Bocharkov shook his head. “Hope you are wrong, Vladmiri. If it is a one-way trip, inside Subic Bay is not where they would want it to end.”
Chief Starshina Trush, his face hidden by the heavy Cossack beard and hair, was shouting at the sailors on the stern, giving orders about casting lines. Before one of the sailors could toss a line to the raft, the chief had jerked it away and tossed it underhanded to one of the sailors on the raft. A few seconds later the raft was tight against the hull and the sailors were awkwardly moving the heavy boxes on board, to the profanity of Chief Starshina Trush.
Bocharkov grunted. “Get the lieutenant and his boxes aboard and down below. I want to get off the surface as soon as possible, XO. I dislike intensely being on the surface in daylight.”
“CONTACT bearing three three five relative,” cried the sound-powered phone talker on the bridge. On board ships there were two types of bearings. One was the normal compass bearing based on true north; the other was the relative bearing, which considered the bow as always pointing zero-zero-zero.
MacDonald stepped quickly into the bridge even as he looked toward the bow. “Who, where?” he shouted.
“Topside signal bridge watch reports two low contacts in the water off our port bow, Skipper.”
MacDonald grabbed his binoculars. “Make sure Combat knows,” he ordered, jerking his finger at Goldstein as he stepped back onto the port bridge wing.
“They know.”
Dale had them, he told himself. Dead ahead practically. Two Soviet submarines. Had to be them. Nothing else in this direction. Oliver, I could kiss you, you ugly sonarman son of a bitch. Just let them be our Echos. Of course, they could be fishing vessels out of the Philippines.
“They know, sir,” Goldstein repeated quietly to the hatchway.
“Very well, Sam. Tell them to keep piping up the contact information.”
MacDonald lifted the glasses, focusing them as he scanned the horizon. There was nothing there. Where were the low-riders? He could not see anything, but then the signal bridge was another twenty to twenty-five feet higher. They had a higher height-of-eye. It also meant the Dale had to be about fifteen nautical miles from the contacts. Let them be our Soviet submarines. Only on the ocean could one truly tell the earth was round, and no matter where you sailed, the horizon was always fifteen nautical miles away.
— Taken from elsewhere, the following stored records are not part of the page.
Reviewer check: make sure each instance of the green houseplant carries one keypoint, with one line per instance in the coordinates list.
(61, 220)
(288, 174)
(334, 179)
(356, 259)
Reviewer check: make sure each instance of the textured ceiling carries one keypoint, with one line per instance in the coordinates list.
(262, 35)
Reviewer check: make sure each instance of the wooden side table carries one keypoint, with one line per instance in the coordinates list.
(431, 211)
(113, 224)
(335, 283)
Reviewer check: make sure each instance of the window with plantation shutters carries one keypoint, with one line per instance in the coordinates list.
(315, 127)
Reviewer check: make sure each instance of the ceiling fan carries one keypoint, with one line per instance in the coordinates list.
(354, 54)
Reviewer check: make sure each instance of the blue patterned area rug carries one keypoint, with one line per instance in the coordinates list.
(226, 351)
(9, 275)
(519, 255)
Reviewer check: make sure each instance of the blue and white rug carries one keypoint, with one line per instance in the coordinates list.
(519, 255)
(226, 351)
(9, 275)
He let out a deep breath. Decisions, decisions, decisions. What he decided now would determine how Dale would chase these submarines once they spotted him and submerged. Submerging was a given. Submarines fought submerged, and once spotted, both would blow their ballasts—Sonar would hear them doing that—and they would drop like rocks into the abyss below. If warriors of the sea could earn points for “gotchas,” then Dale would earn a bunch. . . .
What the hell are you doing? he asked himself. You’re acting like some junior officer about to lose his virginity after a long night of heavy dancing. Stop it, Danny, he told himself. This is just one more antisubmarine warfare operation and regardless of whether the contacts are fishing vessels or Soviet Echo submarines, Dale will follow protocol. Lord, just let them be those Soviet sons of bitches.
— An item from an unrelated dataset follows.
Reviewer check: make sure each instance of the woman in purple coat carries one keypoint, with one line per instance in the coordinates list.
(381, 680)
The XO, Joe Tucker, stepped onto the bridge wing. MacDonald lowered his glasses for a second.
“Has to be the submarines,” Tucker offered, raising his binoculars in tandem with MacDonald.
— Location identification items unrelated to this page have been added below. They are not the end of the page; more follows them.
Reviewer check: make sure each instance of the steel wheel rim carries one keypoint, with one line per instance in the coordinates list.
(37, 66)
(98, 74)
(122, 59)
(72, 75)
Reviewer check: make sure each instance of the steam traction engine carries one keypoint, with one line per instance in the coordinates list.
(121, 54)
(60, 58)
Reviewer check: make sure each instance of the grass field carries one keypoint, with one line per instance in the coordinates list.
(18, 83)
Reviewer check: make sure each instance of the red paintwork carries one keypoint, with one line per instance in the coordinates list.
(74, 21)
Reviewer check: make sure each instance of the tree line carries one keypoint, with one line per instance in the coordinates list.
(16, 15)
“I have my fingers crossed.”
“Nothing else out in this direction according to Sonar.” Tucker dropped his binoculars. “What now, Skipper?”
MacDonald dropped his glasses, letting them hang from the strap around his neck. “This is the tricky part, Joe Tucker,” he said.
“What have you done before in a situation like this?”
MacDonald smiled, then laughed slightly. “Funny you should ask, XO. I don’t think any American destroyer has ever sneaked up on two surfaced Soviet submarines.”
“I don’t expect they’ll be surfaced once they see us.”
“They have to know we are here. Or at least have a line of bearing on us,” MacDonald opined softly. “This close, if their sonar team is worth a damn, they would have picked up our prop noise long ago.”
Tucker shook his head slightly. “We’re a pretty quiet ship.”
“We are a surface ship putting noise in the water. Noise is a signature a good sonar team can interpret with ease. If they have picked us up—let’s assume they have—then what are they thinking?”
“They are thinking we are after them?”
MacDonald nodded. “That’s what you and I would think. But who knows what Crazy Ivan thinks. Maybe he gets his ‘gotchas’ from some other misguided tactic.”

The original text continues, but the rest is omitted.